Building your wealth is not a walk in the park, it can be pretty rocky and sometimes people get jaded or tempted with investments. Investing your money is about scaling up and leveraging so your money works for you. You invest your money in varied instruments that has the potential to yield high returns.

Why You Should Invest

Some people just save it on banks in the fear of losing money with investments. While this is a traditional and safe option, this will not likely increase your financial worth. If you invest your money wisely, the potential to maximize your profit is higher than refusing to invest at all. There is always a degree of risk when investing but your investments should depend on your appetite for risk.

Generally speaking, if you are looking for huge returns, you need to take large amounts of risks as well (without losing the principal of course).There are different investment options out that can increase your investment income without worrying if your money will vanish in mid-air.
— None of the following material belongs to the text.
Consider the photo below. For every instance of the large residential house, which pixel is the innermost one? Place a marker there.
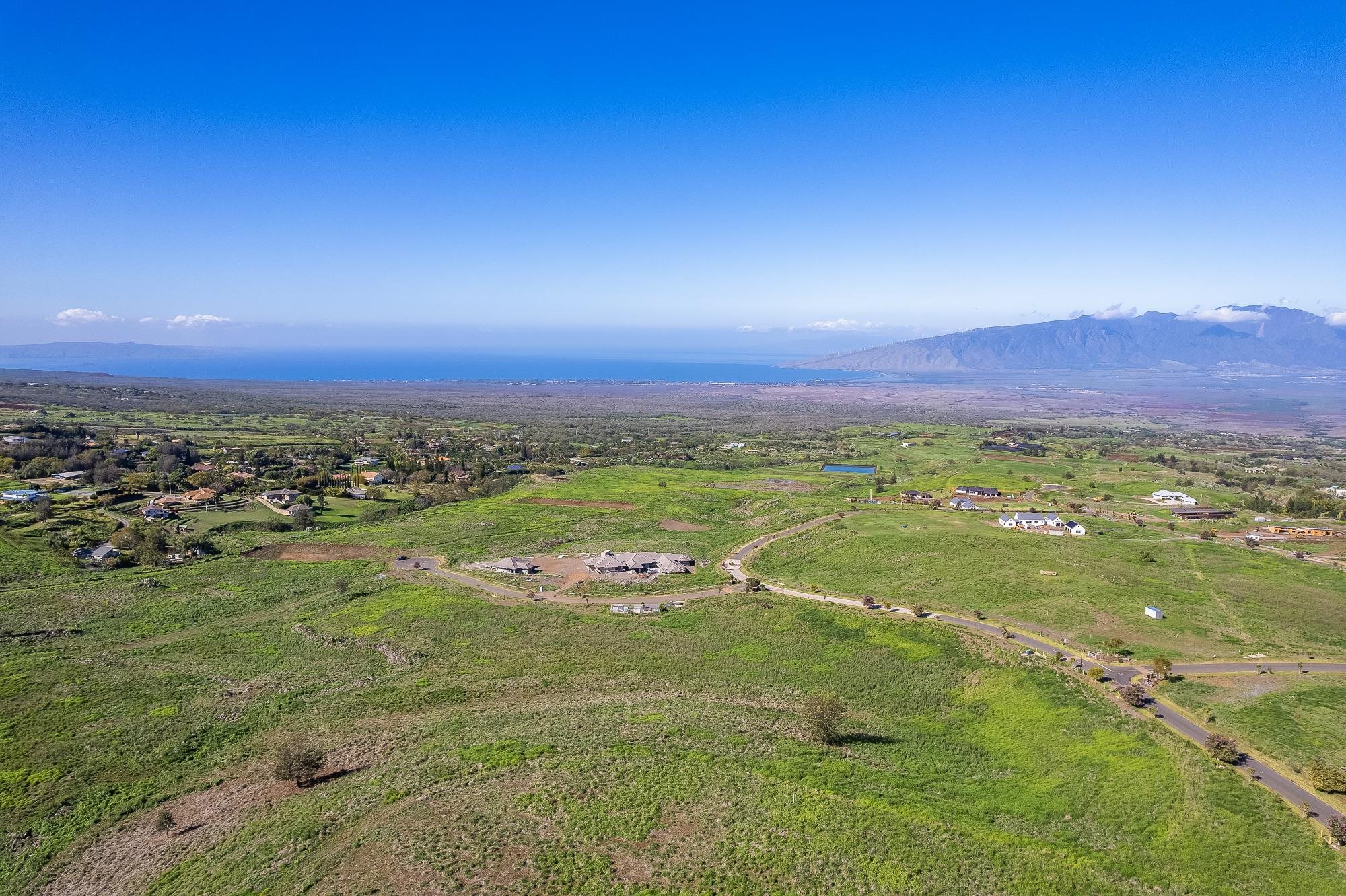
(1032, 521)
(639, 563)
(1051, 523)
Here are your options on where to put your money for best returns:

  • Mutual Funds or UITs. These income funds are invested in a diverse range of instruments such as mortgages, secured loans, bonds, and utility stocks. These income-producing instruments are professionally managed and are a combination of different forms of securities that can generate high yield with lesser risks involved. Some funds are conservative while some are aggressive. You can also try out exchange-traded funds which are similar to UITs but they behave like stocks which can be traded or sold daily. There is always a degree of risk with any type of funds like income funds which offer reinvestments risks, market risks, purchasing power risks, and task risks.
  • Fixed Annuities. These investment vehicles specifically cater to conservative investors or savers who are looking for higher returns while keeping the principal intact. This is designed to allow investors to build money and let grow while being tax-deferred until you reach retirement. The principal and interest in this instrument is backed by life insurance companies. Look for carriers that offer high interest rates to increase your revenue over time. There are also some fixed annuities that give their investors a percentage of the debt returns or equity markets while still guaranteeing the principal amount. This is also guaranteed tax-deferred and with 10% penalty for withdrawals made before the age of retirement. The only risk seen in this investment is liquidity risk.
  • Preferred Stock. This is a security that can be traded like stock but behaves like stock. This has a dividend rate of 2% or typically at $25 per share. This has very little risk for liquidity and can be sold at any given time without incurring penalties. This usually pays monthly or quarterly.

Costs does matter a lot with any investment maneuvers that you partake with. It’s not a guessing game because there really is a difference between professionally-managed funds from money that is managed by amateurs. This is enough reason to believe that investing does require skill. Those who choose to invest conservatively have been frustrated because of the low interest rates which means it practically generate nothing. While the rates may rise at some point, these guaranteed or low-risk instruments cannot beat inflation.